The proposal, pending since a decade, had faced a number of hurdles since its conceptualisation as the site is next to Salimgarh Fort, part of the Red Fort complex, a World Heritage Site.
Heritage authorities had stalled work for the piers in 2006 as the then alignment meant cutting across additional portion of the fort wall. Besides, an amendment in the archaeological act in 2010 banned any new construction within 100 metres of a protected monument.
The railways roped in Indian National Trust for Arts and Cultural Heritage for study of cultural and heritage impact and the latter proposed the alternative alignment. According to its report, the new alignment joins the existing line before it touches the fort wall.

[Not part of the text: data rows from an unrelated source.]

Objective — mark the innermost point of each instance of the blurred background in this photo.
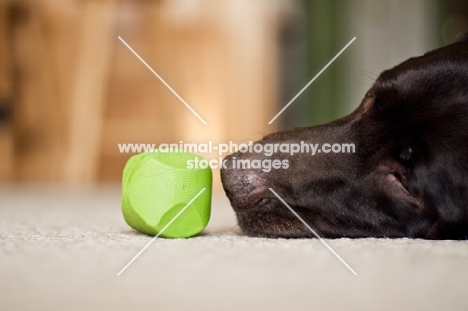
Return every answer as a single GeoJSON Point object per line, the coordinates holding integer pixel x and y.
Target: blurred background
{"type": "Point", "coordinates": [70, 91]}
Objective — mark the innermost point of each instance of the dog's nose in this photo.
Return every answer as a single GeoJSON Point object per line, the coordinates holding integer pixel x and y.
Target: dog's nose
{"type": "Point", "coordinates": [243, 187]}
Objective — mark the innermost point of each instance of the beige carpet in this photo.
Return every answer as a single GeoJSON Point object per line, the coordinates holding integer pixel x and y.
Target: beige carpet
{"type": "Point", "coordinates": [62, 250]}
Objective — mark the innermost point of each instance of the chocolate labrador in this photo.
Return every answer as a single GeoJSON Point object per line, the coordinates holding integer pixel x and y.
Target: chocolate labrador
{"type": "Point", "coordinates": [406, 177]}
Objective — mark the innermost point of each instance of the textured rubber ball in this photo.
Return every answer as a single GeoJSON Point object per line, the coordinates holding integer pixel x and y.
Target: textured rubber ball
{"type": "Point", "coordinates": [157, 186]}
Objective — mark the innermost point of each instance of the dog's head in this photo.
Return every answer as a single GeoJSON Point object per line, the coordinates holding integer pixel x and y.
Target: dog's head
{"type": "Point", "coordinates": [407, 176]}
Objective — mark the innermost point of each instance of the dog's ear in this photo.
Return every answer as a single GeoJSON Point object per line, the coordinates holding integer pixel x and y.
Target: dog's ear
{"type": "Point", "coordinates": [463, 37]}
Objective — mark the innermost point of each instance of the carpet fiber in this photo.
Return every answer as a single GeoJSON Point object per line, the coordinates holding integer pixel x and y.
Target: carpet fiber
{"type": "Point", "coordinates": [62, 250]}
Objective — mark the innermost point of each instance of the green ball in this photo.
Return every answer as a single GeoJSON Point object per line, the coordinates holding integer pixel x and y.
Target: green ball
{"type": "Point", "coordinates": [157, 186]}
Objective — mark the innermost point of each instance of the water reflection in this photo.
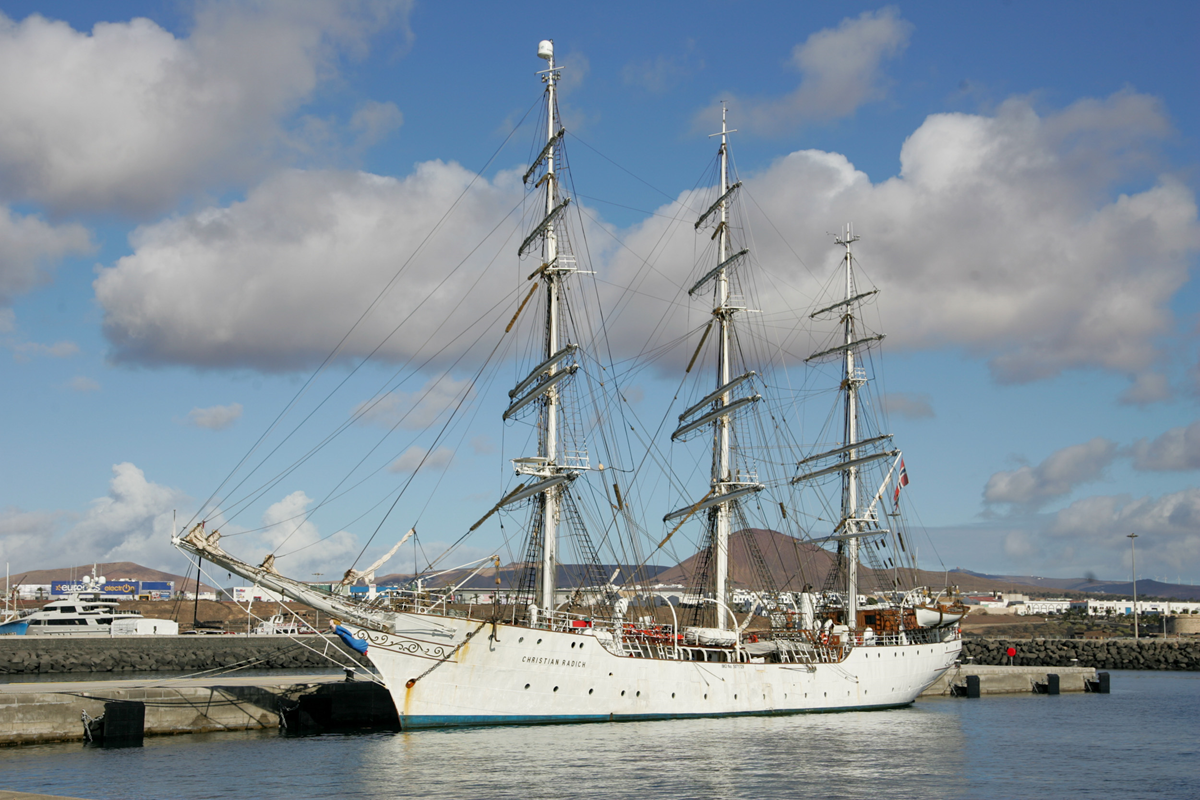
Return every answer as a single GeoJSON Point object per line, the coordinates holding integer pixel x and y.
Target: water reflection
{"type": "Point", "coordinates": [1017, 746]}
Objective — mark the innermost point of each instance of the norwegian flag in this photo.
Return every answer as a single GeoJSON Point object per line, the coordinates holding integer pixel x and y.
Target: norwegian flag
{"type": "Point", "coordinates": [900, 481]}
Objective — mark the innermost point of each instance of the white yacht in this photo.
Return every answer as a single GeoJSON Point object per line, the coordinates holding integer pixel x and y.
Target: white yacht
{"type": "Point", "coordinates": [81, 613]}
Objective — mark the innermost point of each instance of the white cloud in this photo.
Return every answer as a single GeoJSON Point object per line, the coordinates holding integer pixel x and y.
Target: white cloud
{"type": "Point", "coordinates": [27, 350]}
{"type": "Point", "coordinates": [1019, 546]}
{"type": "Point", "coordinates": [299, 545]}
{"type": "Point", "coordinates": [1002, 235]}
{"type": "Point", "coordinates": [129, 118]}
{"type": "Point", "coordinates": [1168, 529]}
{"type": "Point", "coordinates": [1147, 388]}
{"type": "Point", "coordinates": [28, 539]}
{"type": "Point", "coordinates": [411, 459]}
{"type": "Point", "coordinates": [840, 70]}
{"type": "Point", "coordinates": [1039, 266]}
{"type": "Point", "coordinates": [29, 250]}
{"type": "Point", "coordinates": [215, 417]}
{"type": "Point", "coordinates": [131, 523]}
{"type": "Point", "coordinates": [310, 252]}
{"type": "Point", "coordinates": [373, 121]}
{"type": "Point", "coordinates": [664, 72]}
{"type": "Point", "coordinates": [1179, 449]}
{"type": "Point", "coordinates": [483, 445]}
{"type": "Point", "coordinates": [907, 404]}
{"type": "Point", "coordinates": [415, 410]}
{"type": "Point", "coordinates": [82, 384]}
{"type": "Point", "coordinates": [1054, 477]}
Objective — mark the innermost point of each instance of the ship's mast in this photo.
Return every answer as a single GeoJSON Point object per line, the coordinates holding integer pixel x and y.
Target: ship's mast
{"type": "Point", "coordinates": [721, 426]}
{"type": "Point", "coordinates": [850, 476]}
{"type": "Point", "coordinates": [550, 408]}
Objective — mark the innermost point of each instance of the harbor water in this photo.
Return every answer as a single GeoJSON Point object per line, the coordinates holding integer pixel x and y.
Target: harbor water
{"type": "Point", "coordinates": [1139, 741]}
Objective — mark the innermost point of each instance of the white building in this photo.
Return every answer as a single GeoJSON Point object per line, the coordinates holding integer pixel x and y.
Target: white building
{"type": "Point", "coordinates": [1049, 606]}
{"type": "Point", "coordinates": [1122, 607]}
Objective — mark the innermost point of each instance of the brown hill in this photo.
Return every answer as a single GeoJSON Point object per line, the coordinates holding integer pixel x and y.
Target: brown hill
{"type": "Point", "coordinates": [793, 564]}
{"type": "Point", "coordinates": [113, 571]}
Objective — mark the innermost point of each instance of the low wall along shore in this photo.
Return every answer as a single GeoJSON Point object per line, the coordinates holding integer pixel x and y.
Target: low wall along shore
{"type": "Point", "coordinates": [29, 654]}
{"type": "Point", "coordinates": [1099, 654]}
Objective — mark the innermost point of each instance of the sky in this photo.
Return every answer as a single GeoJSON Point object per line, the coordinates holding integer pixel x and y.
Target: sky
{"type": "Point", "coordinates": [199, 199]}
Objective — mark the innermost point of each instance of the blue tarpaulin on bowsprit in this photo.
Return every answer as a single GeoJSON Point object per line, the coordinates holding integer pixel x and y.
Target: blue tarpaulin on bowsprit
{"type": "Point", "coordinates": [351, 639]}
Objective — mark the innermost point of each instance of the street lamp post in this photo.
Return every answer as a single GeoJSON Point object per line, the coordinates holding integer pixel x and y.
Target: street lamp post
{"type": "Point", "coordinates": [1133, 566]}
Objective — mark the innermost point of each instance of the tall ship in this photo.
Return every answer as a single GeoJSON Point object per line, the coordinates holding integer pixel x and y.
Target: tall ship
{"type": "Point", "coordinates": [605, 648]}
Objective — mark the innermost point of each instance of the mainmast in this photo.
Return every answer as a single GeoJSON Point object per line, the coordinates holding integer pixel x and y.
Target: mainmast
{"type": "Point", "coordinates": [850, 476]}
{"type": "Point", "coordinates": [550, 410]}
{"type": "Point", "coordinates": [717, 408]}
{"type": "Point", "coordinates": [721, 426]}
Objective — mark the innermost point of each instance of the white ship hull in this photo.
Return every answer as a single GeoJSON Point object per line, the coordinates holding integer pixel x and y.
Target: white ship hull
{"type": "Point", "coordinates": [509, 674]}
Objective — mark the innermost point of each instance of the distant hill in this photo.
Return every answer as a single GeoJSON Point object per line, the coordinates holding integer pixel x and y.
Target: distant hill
{"type": "Point", "coordinates": [793, 564]}
{"type": "Point", "coordinates": [113, 571]}
{"type": "Point", "coordinates": [1145, 588]}
{"type": "Point", "coordinates": [790, 563]}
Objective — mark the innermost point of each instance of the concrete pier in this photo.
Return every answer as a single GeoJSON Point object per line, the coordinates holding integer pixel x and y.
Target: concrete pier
{"type": "Point", "coordinates": [45, 711]}
{"type": "Point", "coordinates": [1011, 680]}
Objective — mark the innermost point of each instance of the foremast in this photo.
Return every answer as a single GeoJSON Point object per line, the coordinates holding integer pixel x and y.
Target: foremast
{"type": "Point", "coordinates": [850, 477]}
{"type": "Point", "coordinates": [543, 384]}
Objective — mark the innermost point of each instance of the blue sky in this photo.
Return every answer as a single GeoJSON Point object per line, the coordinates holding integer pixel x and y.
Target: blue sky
{"type": "Point", "coordinates": [193, 194]}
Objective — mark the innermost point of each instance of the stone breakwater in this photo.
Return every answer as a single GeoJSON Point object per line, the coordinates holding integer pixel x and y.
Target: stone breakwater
{"type": "Point", "coordinates": [1101, 654]}
{"type": "Point", "coordinates": [27, 654]}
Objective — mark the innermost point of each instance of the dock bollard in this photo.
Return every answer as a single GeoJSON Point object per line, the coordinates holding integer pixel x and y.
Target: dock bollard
{"type": "Point", "coordinates": [1101, 685]}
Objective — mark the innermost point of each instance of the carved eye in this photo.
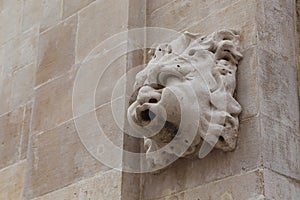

Terming it "essential" in public interest, the NMA meeting cleared the project on the condition that construction will happen beyond 100 metres of the protected wall.
"We also suggested to convert the Loha Pul into a showcase of 'industrial heritage' once the new bridge is ready," said a member, who attended the meeting. Railway officials said the wells constructed in 2006-07 are strong enough for the piers to be erected on it.
"The work is likely to take about 1 ½ to 2 years once the tenders are opened," said Dharm Singh, chief administrative officer (construction projects) of northern railways.
An official said whether or not the old bridge would be used for vehicular traffic later remains to be seen.